Both renters and landlords need clarification on what their rights will be in terms of renting next year. In a letter to Brexit secretary Dominic Raab, the RLA has called on the government to provide some official guidance “as a matter of urgency”. If a no-deal scenario were to go ahead, it could cause major problems for landlords and renters.
Policy director for the RLA, David Smith, noted: “Landlords and tenants need urgent clarification from the government on the rights that EU nationals will have to rent property immediately after the UK leaves the EU, especially in the event of a no-deal Brexit. Without this, and without a commitment that no changes will be made to the ability of EU citizens to rent property without at least 18 months’ notice, landlords will find themselves unable to decide if tenancies should be renewed and new ones created for EU citizens. We need clarity as swiftly as possible.”
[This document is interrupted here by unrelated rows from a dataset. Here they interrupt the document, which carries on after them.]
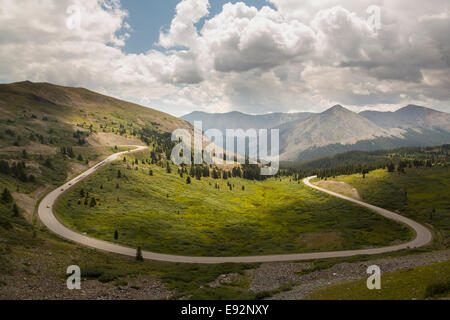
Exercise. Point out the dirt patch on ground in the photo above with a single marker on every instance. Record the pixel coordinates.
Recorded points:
(32, 148)
(40, 274)
(339, 187)
(342, 272)
(111, 140)
(321, 241)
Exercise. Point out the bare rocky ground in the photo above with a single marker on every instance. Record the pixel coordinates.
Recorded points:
(38, 274)
(270, 277)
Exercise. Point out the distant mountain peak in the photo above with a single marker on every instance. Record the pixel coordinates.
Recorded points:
(337, 109)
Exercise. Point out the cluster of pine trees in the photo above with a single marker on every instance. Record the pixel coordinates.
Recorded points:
(16, 170)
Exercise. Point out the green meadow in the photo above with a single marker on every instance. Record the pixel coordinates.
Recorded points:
(162, 213)
(420, 193)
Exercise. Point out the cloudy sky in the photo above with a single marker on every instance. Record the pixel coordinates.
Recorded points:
(252, 56)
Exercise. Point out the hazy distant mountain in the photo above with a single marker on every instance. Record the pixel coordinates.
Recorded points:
(335, 125)
(308, 135)
(338, 130)
(410, 117)
(238, 120)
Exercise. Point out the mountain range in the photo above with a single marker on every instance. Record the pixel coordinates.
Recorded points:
(305, 136)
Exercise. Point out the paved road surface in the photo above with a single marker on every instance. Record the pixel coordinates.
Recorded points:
(45, 212)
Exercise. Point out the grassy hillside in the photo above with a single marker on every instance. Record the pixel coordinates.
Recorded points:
(50, 132)
(420, 193)
(163, 213)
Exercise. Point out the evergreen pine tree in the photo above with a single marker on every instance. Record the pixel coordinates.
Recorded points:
(139, 256)
(15, 210)
(6, 196)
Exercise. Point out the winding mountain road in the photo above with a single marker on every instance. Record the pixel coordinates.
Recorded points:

The government has been criticised further by Satbir Singh, the chief executive of the Joint Council for the Welfare of Immigrants. He recently described the government’s policies as “incomprehensible”. He said that, “particularly in light of the hostile environment that requires landlords to check their tenants immigration status”, it’s unreasonable to expect landlords to go through complex immigration checks and forms. “Landlords cannot be expected to act as border guards, and to ask them to do so is to play with the lives and livelihoods of immigrants and ethnic minorities. It must stop,” he added.
In response to this, a Home Office spokesperson said: “EU citizens make a huge contribution to our economy and to our society and we have been clear from the beginning of this process that we want these citizens and their families in the UK to be able to stay.”